Overview of Google Cloud for Machine Learning
Last updated on 2025-10-24 | Edit this page
Estimated time: 11 minutes
Overview
Questions
- What problem does GCP aim to solve for ML researchers?
- How does using a notebook as a controller help organize ML workflows
in the cloud?
- How does GCP compare to AWS for ML workflows?
Objectives
- Understand the basic role of GCP in supporting ML research.
- Recognize how a notebook can serve as a controller for cloud
resources.
- Compare GCP and AWS approaches to building and managing ML workflows.
Google Cloud Platform (GCP) provides the basic building blocks researchers need to run machine learning (ML) experiments at scale. Instead of working only on your laptop or a high-performance computing (HPC) cluster, you can spin up compute resources on demand, store datasets in the cloud, and run low-cost notebooks that act as a “controller” for larger training and tuning jobs.

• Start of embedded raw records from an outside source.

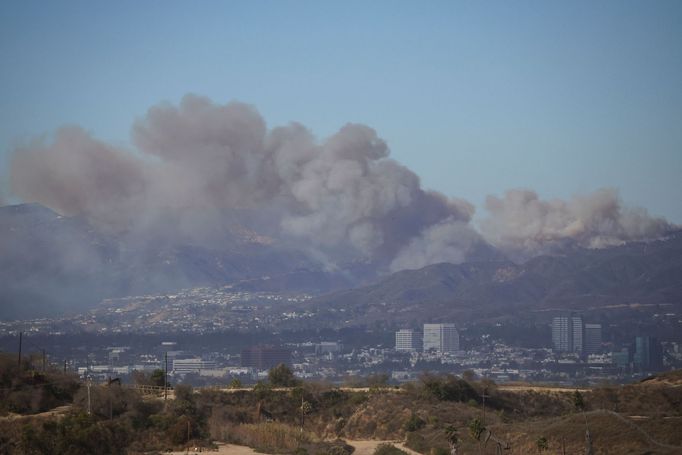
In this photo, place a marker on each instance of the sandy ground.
(361, 448)
(367, 447)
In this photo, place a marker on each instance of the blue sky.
(475, 97)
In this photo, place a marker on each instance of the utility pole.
(188, 434)
(20, 334)
(484, 396)
(165, 380)
(89, 403)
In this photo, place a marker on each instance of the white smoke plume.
(523, 225)
(343, 196)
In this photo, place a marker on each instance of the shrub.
(416, 442)
(414, 423)
(388, 449)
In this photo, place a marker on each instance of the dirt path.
(368, 447)
(61, 410)
(230, 449)
(361, 448)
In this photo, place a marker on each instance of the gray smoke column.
(203, 172)
(343, 196)
(78, 175)
(523, 225)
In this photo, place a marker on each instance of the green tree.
(158, 378)
(578, 401)
(453, 438)
(476, 430)
(282, 376)
(414, 423)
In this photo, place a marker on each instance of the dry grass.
(271, 437)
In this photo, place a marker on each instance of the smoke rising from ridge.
(343, 198)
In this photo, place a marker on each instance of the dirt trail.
(230, 449)
(61, 410)
(361, 448)
(368, 447)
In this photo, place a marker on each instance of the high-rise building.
(567, 333)
(443, 338)
(407, 340)
(192, 365)
(648, 354)
(592, 339)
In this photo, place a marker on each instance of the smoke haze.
(523, 225)
(201, 168)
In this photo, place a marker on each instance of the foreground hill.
(632, 419)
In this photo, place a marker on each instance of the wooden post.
(20, 335)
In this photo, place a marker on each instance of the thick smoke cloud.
(203, 172)
(523, 225)
(77, 175)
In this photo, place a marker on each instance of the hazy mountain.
(642, 272)
(50, 264)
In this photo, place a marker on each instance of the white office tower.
(567, 333)
(443, 338)
(407, 340)
(592, 338)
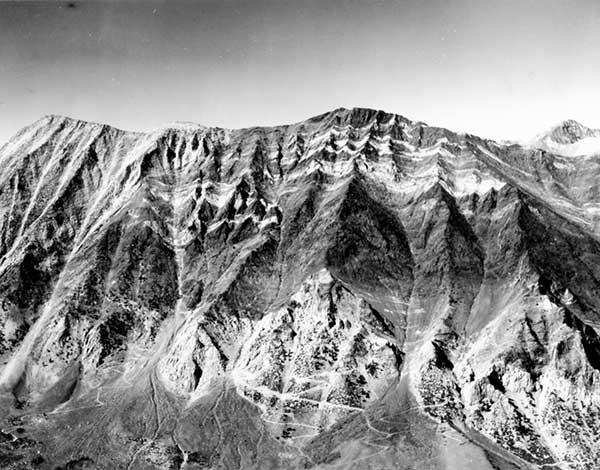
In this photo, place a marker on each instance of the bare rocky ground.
(355, 291)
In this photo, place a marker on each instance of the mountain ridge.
(354, 290)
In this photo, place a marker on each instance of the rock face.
(353, 291)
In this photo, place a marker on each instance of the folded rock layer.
(355, 291)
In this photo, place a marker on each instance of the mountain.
(355, 291)
(570, 138)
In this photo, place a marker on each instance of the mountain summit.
(570, 138)
(357, 290)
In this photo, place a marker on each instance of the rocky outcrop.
(357, 290)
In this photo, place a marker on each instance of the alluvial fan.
(355, 291)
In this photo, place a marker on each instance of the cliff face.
(353, 291)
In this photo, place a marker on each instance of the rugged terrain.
(355, 291)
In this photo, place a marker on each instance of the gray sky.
(500, 69)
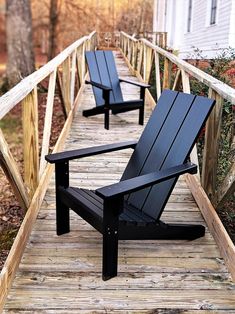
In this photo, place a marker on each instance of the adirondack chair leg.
(106, 119)
(110, 238)
(62, 211)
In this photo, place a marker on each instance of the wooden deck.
(63, 274)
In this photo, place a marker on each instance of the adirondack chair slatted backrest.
(102, 69)
(166, 142)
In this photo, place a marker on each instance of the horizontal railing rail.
(67, 72)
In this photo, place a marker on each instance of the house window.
(213, 12)
(189, 22)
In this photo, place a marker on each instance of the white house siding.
(208, 38)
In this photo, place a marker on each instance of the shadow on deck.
(63, 274)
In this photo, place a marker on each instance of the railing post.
(157, 73)
(211, 147)
(148, 60)
(47, 122)
(30, 138)
(167, 74)
(66, 84)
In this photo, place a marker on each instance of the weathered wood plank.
(11, 171)
(30, 141)
(47, 122)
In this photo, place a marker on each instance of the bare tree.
(20, 53)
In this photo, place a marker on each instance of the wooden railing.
(68, 71)
(173, 73)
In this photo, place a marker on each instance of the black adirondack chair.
(131, 209)
(107, 90)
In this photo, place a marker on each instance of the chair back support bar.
(102, 69)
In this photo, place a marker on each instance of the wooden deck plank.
(63, 274)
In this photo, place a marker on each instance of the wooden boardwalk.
(63, 274)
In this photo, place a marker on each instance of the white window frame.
(189, 23)
(209, 13)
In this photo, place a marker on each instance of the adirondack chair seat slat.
(106, 87)
(132, 208)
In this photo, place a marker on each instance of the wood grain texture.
(63, 274)
(30, 142)
(47, 122)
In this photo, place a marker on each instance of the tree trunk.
(53, 19)
(20, 52)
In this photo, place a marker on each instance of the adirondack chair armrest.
(140, 84)
(86, 152)
(134, 184)
(98, 85)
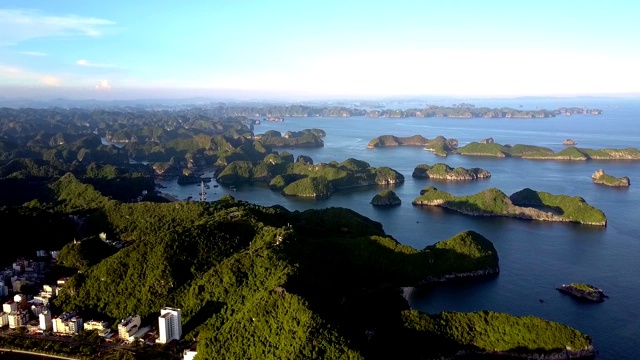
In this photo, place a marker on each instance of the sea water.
(535, 257)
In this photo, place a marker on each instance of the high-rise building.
(4, 319)
(61, 323)
(10, 306)
(75, 325)
(18, 319)
(45, 320)
(169, 325)
(128, 327)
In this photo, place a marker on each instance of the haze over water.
(535, 257)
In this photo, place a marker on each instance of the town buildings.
(128, 327)
(45, 321)
(169, 325)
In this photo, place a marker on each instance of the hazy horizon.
(288, 50)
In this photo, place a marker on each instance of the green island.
(439, 145)
(304, 138)
(496, 334)
(264, 282)
(252, 281)
(523, 204)
(542, 153)
(583, 291)
(303, 178)
(462, 110)
(442, 171)
(386, 198)
(443, 147)
(600, 177)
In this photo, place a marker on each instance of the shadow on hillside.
(532, 199)
(354, 281)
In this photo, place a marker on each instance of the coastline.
(4, 351)
(168, 197)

This workshop focuses on using a simple notebook environment as the control center for your ML workflow. We will not rely on Google’s fully managed Vertex AI platform, but instead show how to use core GCP services (Compute Engine, storage buckets, and SDKs) so you can build and run experiments from scratch.
Why use GCP for machine learning?
GCP provides several advantages that make it a strong option for applied ML:
-
Flexible compute: You can choose the hardware that fits your workload:
-
CPUs for lightweight models, preprocessing, or
feature engineering.
-
GPUs (e.g., NVIDIA T4, V100, A100) for training
deep learning models.
-
TPUs (Tensor Processing Units) for TensorFlow or
JAX-based deep learning. TPUs are custom Google hardware optimized for
matrix operations and can provide strong performance and energy
efficiency for compatible workloads. Google has reported better
performance-per-watt compared to GPUs in many TensorFlow benchmarks,
though these gains depend heavily on model type and
implementation.
Historically, TPU support has been limited for PyTorch users, and while Google is improving PyTorch integration, the TPU ecosystem still works best for TensorFlow and JAX workflows.
-
CPUs for lightweight models, preprocessing, or
feature engineering.
Data storage and access: Google Cloud Storage (GCS) buckets act like S3 on AWS — an easy way to store and share datasets between experiments and collaborators.
From scratch workflows: Instead of depending on a fully managed ML service, you bring your own frameworks (PyTorch, TensorFlow, scikit-learn, etc.) and run your code the same way you would on your laptop or HPC cluster, but with scalable cloud resources.
Cost visibility: Billing dashboards and project-level budgets make it easier to track costs and stay within research budgets.
Sustainability focus: Google aims to operate entirely on carbon-free energy by 2030. Combined with the TPU’s focus on efficient matrix computation, this gives GCP a potential edge for researchers interested in energy-conscious ML — though real-world energy efficiency varies by workload and utilization.
In short, GCP provides infrastructure that you control from a notebook environment, allowing you to build and run ML workflows just as you would locally, but with access to scalable hardware and storage.
What about AWS?
In many respects, GCP and AWS offer comparable capabilities for ML
research. Both provide scalable compute, storage, and tooling to support
everything from quick experiments to production pipelines.
AWS typically offers a broader range of GPU and CPU instance types,
along with mature managed services like SageMaker and tighter
integration with enterprise infrastructure. GCP, on the other hand,
emphasizes the use of TensorFlow and JAX, and the availability of TPUs —
which may offer energy advantages for certain workloads.
Ultimately, the choice often comes down to framework preference, familiarity, and existing resources, rather than major functional differences between the two platforms.
Comparing infrastructures
Think about your current research setup:
- Do you mostly use your laptop, HPC cluster, AWS, or GCP for ML
experiments?
- Which environment feels most transparent for understanding costs and
reproducibility?
- If you could offload one infrastructure challenge (e.g., installing
GPU drivers, managing storage, or setting up environments), what would
it be and why?
Take 3–5 minutes to discuss with a partner or share in the workshop chat.
- GCP and AWS both provide the essential components for running ML
workloads at scale.
- GCP emphasizes simplicity, open frameworks, and TPU access; AWS
offers broader hardware and automation options.
- TPUs are efficient for TensorFlow and JAX, but GPU-based workflows
(common on AWS) remain more flexible across frameworks.
- Both platforms now provide strong cost tracking and sustainability
tools, with only minor differences in interface and ecosystem
integration.
- Using a notebook as a controller provides reproducibility and helps manage compute and storage resources consistently across clouds.